Over the course of the last couple of years Google has been trying to make sure that webmasters are slaves to adwords and that keyword data is only provided to advertisers, not webmasters.
This has shown up in out Piwik reports as “keyword not defined” and it now accounts for over a third of all the results.
See data here:
I thought this post here was interesting:
“How to steal some ‘not provided’ data back from Google”
He essentially is suggesting this:
1/ Looks for ‘(not provided)’ search terms.
2/ Where it finds them, it looks to see which page the visitor landed on.
3/ It then changes your keywords report in Google Analytics to show those two pieces of information (the fact that Google suppressed the keyword, and the landing page), rather than just the utterly anonymous ‘(not provided)’.

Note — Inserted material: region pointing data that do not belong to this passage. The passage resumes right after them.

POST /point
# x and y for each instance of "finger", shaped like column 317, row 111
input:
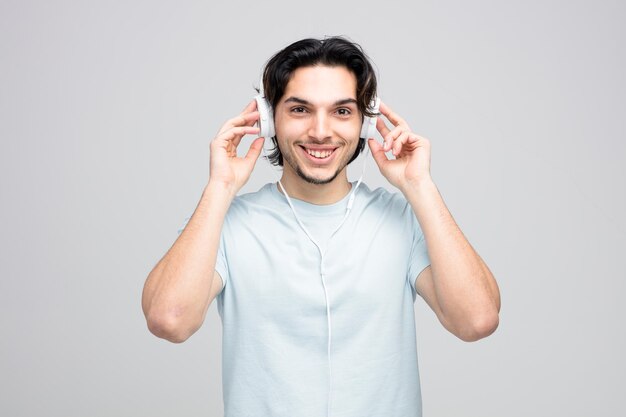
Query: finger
column 382, row 128
column 378, row 153
column 253, row 153
column 392, row 116
column 392, row 136
column 250, row 107
column 244, row 119
column 236, row 133
column 399, row 143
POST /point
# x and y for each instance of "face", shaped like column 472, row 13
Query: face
column 318, row 123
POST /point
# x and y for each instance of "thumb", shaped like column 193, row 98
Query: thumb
column 378, row 153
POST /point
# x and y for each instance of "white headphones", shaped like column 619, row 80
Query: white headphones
column 266, row 117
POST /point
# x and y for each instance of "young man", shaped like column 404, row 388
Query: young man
column 316, row 277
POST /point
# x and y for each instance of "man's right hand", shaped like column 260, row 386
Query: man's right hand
column 225, row 166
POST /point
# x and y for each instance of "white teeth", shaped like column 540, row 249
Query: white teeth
column 319, row 154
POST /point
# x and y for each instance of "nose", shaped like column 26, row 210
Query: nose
column 320, row 127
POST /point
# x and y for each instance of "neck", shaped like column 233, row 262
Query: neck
column 320, row 194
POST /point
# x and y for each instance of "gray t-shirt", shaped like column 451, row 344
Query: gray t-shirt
column 277, row 360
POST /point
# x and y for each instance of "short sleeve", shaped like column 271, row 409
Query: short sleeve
column 221, row 266
column 419, row 258
column 220, row 261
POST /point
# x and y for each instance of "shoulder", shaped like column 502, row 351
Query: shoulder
column 382, row 199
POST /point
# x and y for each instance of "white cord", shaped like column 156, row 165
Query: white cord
column 322, row 253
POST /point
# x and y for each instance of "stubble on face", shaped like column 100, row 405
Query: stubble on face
column 317, row 85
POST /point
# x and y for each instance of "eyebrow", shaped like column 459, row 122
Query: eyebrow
column 298, row 100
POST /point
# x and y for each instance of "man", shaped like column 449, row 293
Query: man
column 316, row 277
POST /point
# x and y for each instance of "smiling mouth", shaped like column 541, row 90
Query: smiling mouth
column 319, row 153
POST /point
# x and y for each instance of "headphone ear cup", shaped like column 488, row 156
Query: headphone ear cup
column 368, row 128
column 266, row 117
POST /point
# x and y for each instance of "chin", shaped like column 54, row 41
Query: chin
column 316, row 180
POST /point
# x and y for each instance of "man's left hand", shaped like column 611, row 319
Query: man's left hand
column 411, row 164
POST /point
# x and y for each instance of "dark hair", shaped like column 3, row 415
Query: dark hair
column 332, row 51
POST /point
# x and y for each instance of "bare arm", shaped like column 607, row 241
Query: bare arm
column 458, row 286
column 180, row 288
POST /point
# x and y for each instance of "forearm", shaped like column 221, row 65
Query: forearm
column 176, row 294
column 466, row 292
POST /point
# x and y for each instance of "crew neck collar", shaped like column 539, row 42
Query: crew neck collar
column 304, row 206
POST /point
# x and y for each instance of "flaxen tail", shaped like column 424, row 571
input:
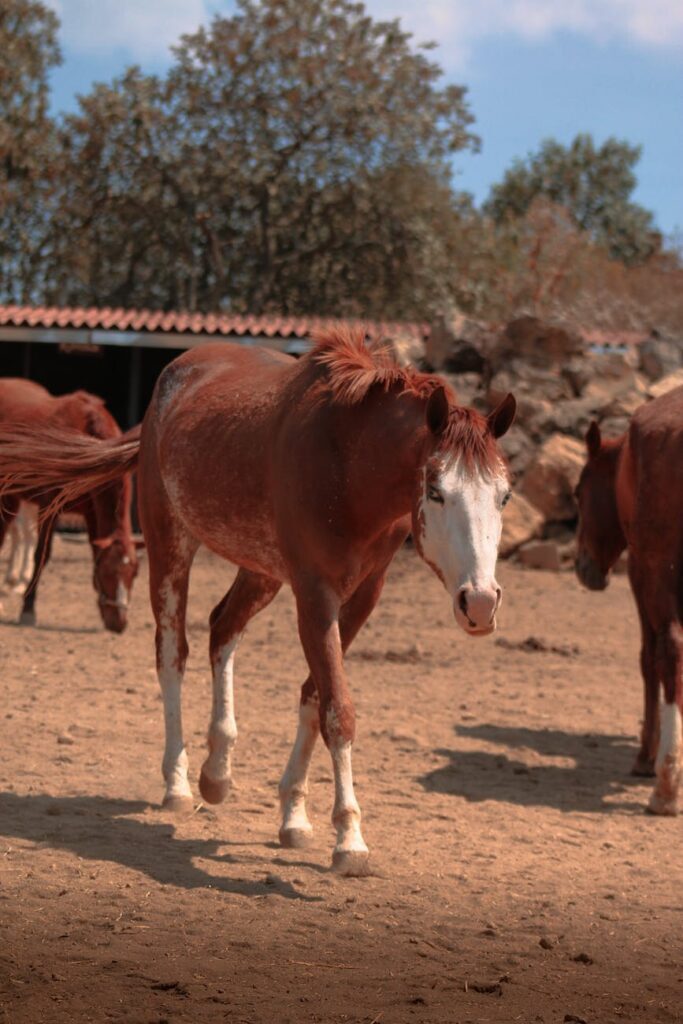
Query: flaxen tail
column 62, row 464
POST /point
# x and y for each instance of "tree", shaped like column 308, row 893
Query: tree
column 294, row 159
column 594, row 184
column 28, row 43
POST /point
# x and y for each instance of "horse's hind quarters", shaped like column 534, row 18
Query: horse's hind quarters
column 475, row 609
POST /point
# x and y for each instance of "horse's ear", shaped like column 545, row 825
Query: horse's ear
column 437, row 411
column 593, row 439
column 501, row 419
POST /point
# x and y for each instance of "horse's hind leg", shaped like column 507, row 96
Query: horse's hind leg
column 248, row 595
column 170, row 555
column 296, row 828
column 669, row 764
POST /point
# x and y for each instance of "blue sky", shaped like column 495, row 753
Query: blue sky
column 534, row 68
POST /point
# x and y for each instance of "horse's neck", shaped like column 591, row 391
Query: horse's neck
column 387, row 450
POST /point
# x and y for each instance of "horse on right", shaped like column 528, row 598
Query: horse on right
column 630, row 496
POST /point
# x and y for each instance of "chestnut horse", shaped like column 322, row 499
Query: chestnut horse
column 23, row 532
column 631, row 496
column 28, row 406
column 310, row 473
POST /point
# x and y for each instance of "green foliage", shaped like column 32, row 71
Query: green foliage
column 593, row 183
column 28, row 44
column 295, row 158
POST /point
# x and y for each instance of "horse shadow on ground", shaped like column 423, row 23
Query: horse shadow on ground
column 97, row 828
column 600, row 772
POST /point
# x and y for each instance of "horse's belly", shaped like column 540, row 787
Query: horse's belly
column 249, row 543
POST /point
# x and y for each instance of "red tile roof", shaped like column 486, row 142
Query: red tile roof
column 222, row 325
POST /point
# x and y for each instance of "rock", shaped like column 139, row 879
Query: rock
column 541, row 555
column 537, row 343
column 409, row 349
column 518, row 449
column 667, row 383
column 520, row 522
column 659, row 356
column 572, row 417
column 458, row 345
column 613, row 374
column 466, row 387
column 552, row 475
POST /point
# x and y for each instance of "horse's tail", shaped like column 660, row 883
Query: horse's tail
column 65, row 464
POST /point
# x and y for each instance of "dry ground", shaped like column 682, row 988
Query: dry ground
column 517, row 878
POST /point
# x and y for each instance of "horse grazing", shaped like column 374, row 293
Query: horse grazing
column 26, row 407
column 310, row 473
column 631, row 496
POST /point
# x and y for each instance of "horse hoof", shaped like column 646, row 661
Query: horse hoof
column 213, row 791
column 643, row 767
column 295, row 839
column 351, row 863
column 662, row 806
column 178, row 805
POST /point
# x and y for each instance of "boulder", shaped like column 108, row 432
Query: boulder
column 518, row 449
column 552, row 475
column 537, row 344
column 520, row 522
column 541, row 555
column 658, row 356
column 409, row 349
column 667, row 383
column 458, row 345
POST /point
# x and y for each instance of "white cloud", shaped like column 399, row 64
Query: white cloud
column 146, row 28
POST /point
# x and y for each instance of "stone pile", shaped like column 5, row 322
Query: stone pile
column 561, row 380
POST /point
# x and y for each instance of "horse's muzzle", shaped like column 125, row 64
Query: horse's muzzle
column 475, row 609
column 589, row 572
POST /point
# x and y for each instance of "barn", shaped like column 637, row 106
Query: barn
column 118, row 353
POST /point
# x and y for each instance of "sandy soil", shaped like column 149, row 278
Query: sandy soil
column 517, row 878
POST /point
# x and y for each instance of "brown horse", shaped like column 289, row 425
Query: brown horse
column 308, row 473
column 107, row 511
column 631, row 496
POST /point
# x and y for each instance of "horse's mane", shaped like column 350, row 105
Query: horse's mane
column 354, row 366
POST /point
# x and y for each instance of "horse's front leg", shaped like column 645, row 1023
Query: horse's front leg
column 317, row 608
column 296, row 828
column 248, row 595
column 42, row 557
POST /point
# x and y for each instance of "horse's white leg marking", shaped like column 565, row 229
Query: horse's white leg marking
column 14, row 562
column 216, row 770
column 669, row 763
column 296, row 827
column 29, row 525
column 170, row 672
column 350, row 847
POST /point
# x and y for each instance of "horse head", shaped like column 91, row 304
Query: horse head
column 600, row 538
column 457, row 511
column 115, row 569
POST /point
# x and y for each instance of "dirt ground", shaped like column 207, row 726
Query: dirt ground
column 516, row 876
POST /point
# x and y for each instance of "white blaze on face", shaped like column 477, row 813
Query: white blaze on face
column 461, row 513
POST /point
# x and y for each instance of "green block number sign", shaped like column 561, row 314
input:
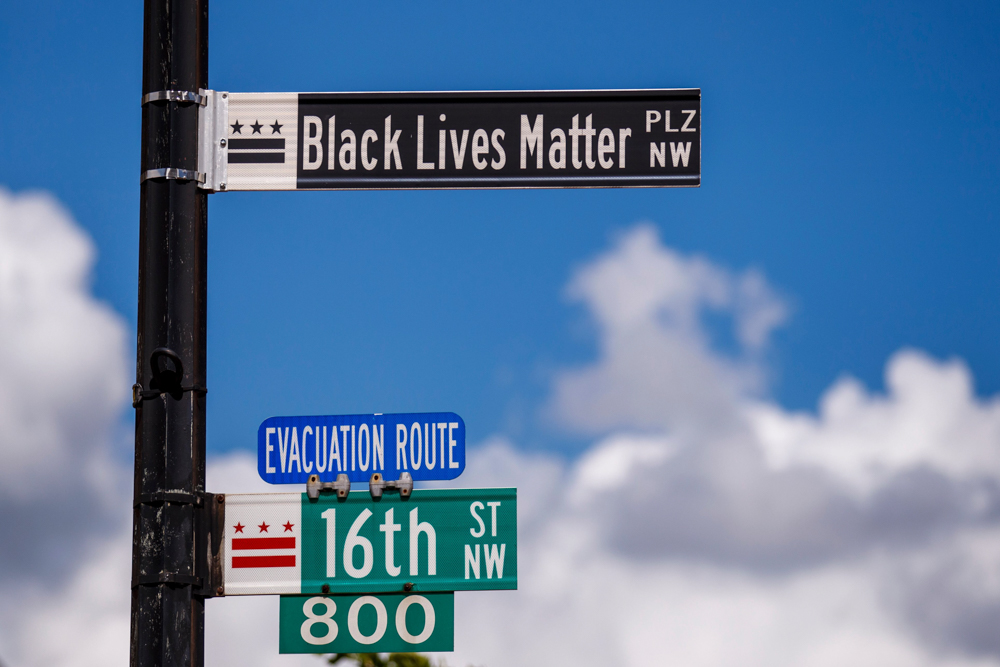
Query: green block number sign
column 367, row 623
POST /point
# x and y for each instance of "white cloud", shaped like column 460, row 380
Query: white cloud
column 657, row 367
column 707, row 526
column 63, row 386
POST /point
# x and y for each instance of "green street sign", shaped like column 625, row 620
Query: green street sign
column 367, row 623
column 435, row 540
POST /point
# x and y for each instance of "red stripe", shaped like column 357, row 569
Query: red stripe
column 263, row 543
column 263, row 561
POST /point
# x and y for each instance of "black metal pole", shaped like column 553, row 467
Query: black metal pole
column 167, row 591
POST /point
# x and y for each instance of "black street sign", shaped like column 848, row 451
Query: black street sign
column 533, row 139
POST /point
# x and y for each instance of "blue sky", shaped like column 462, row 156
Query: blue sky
column 850, row 154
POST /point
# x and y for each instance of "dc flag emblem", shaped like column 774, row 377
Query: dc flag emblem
column 263, row 543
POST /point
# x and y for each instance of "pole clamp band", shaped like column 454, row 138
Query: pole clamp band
column 182, row 96
column 139, row 394
column 172, row 174
column 164, row 577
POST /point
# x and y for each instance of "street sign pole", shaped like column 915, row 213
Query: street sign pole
column 167, row 624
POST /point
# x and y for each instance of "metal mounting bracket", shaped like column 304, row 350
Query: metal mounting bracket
column 342, row 486
column 180, row 96
column 212, row 150
column 171, row 174
column 377, row 484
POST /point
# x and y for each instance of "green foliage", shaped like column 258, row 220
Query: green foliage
column 381, row 659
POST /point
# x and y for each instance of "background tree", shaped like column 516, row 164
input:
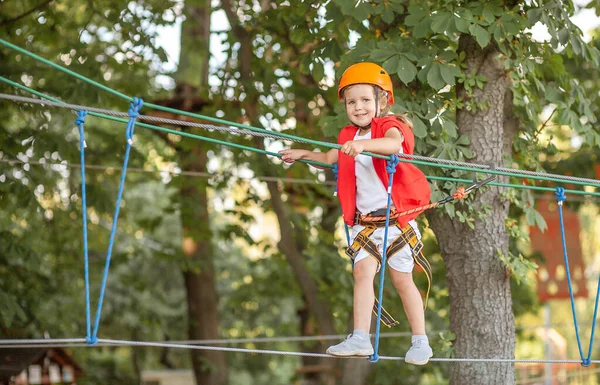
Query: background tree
column 470, row 75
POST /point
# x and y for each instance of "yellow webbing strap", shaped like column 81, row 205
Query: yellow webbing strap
column 407, row 236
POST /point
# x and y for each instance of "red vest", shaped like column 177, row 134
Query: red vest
column 410, row 188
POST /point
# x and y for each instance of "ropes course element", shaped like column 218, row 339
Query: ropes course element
column 133, row 115
column 174, row 172
column 110, row 342
column 176, row 122
column 416, row 159
column 585, row 361
column 407, row 158
column 57, row 103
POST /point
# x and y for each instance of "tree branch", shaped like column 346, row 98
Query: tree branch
column 37, row 7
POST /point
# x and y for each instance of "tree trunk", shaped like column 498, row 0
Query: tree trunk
column 480, row 300
column 209, row 367
column 289, row 244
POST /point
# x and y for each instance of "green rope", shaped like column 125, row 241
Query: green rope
column 515, row 186
column 167, row 109
column 167, row 130
column 322, row 165
column 287, row 136
column 65, row 70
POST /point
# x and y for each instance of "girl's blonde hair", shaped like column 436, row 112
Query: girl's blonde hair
column 383, row 101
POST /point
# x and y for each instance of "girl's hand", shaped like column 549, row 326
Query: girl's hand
column 291, row 155
column 353, row 148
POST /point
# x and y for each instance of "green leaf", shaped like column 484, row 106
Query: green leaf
column 449, row 74
column 462, row 25
column 392, row 65
column 407, row 71
column 381, row 55
column 450, row 128
column 422, row 29
column 441, row 22
column 434, row 76
column 388, row 16
column 534, row 15
column 481, row 35
column 419, row 128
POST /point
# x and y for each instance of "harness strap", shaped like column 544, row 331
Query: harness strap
column 407, row 237
column 362, row 241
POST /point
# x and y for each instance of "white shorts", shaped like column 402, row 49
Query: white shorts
column 402, row 261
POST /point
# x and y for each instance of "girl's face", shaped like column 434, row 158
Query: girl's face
column 360, row 104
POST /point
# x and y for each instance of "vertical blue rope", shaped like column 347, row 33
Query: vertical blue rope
column 560, row 198
column 134, row 109
column 80, row 122
column 391, row 170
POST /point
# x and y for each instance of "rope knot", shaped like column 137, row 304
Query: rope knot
column 135, row 106
column 392, row 163
column 559, row 193
column 460, row 193
column 335, row 173
column 586, row 362
column 91, row 341
column 80, row 117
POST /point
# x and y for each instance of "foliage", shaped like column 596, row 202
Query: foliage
column 298, row 49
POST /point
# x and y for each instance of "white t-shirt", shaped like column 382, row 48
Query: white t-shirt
column 371, row 195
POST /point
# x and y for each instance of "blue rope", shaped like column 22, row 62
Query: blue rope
column 134, row 109
column 585, row 361
column 391, row 170
column 335, row 174
column 80, row 122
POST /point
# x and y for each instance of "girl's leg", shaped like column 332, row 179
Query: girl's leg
column 364, row 293
column 411, row 300
column 358, row 343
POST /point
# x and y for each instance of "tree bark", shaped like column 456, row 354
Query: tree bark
column 481, row 314
column 209, row 366
column 289, row 244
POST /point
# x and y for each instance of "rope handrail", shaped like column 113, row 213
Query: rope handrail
column 110, row 342
column 409, row 158
column 465, row 166
column 163, row 129
column 326, row 337
column 281, row 179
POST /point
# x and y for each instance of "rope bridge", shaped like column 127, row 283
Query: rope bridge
column 133, row 118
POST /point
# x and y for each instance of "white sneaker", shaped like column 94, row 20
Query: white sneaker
column 419, row 353
column 353, row 345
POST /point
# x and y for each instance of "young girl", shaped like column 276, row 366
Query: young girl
column 366, row 90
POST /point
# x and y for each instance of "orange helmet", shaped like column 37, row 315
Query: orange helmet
column 367, row 73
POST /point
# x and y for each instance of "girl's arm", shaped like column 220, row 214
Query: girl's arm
column 291, row 155
column 391, row 143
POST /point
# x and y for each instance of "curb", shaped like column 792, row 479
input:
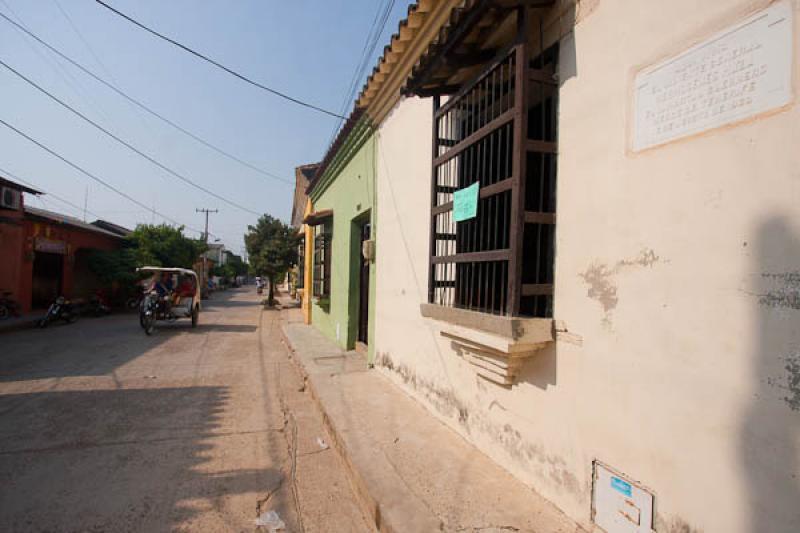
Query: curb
column 369, row 505
column 17, row 326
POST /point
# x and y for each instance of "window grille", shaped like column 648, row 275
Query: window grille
column 301, row 263
column 322, row 263
column 499, row 130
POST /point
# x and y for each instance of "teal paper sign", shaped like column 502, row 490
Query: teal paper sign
column 465, row 203
column 621, row 486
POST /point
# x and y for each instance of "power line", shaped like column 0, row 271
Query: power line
column 373, row 37
column 217, row 64
column 59, row 69
column 128, row 145
column 93, row 177
column 59, row 198
column 144, row 107
column 353, row 80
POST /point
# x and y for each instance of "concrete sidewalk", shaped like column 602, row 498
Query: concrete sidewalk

This info can already be seen in the Visitor > Visitor Log Screen in Piwik (as long as you aren’t in Firefox, because currently it doesn’t work, but that is another post entirely!).
However, what I propose is that because 2/3rds of the keywords are recorded that Piwik essentially ALREADY has a probability database of what a click to THAT page from THAT search engine is likely to be, as long as someone has previously visited that page from that search engine.
So, I propose a new feature.
Instead of showing “keyword not defined”. It should show “Keyword not defined - But Most likely to be…” and then show the top three keywords that historically from the database have been the referrers.
That would at least provide a more useful idea then simply “keyword not defined”, even if it is far from perfect.
For internal pages especially where there are only a small group of keywords driving the traffic, I also think this would end up being fairly accurate.
This also has the effect of making the keyword data more accurate where some particular pages have a disproportionate amount of pages set to “keyword not defined”.
I do think that as a community we need to start thinking up new creative ways to combat this, because “keyword not defined” is projected to reach 100% by the beginning of 2016. (It was 4% in March 2012. It is currently 34% just a year later); and to my mind this is a massive threat to the very existence and usefulness of applications like Piwik.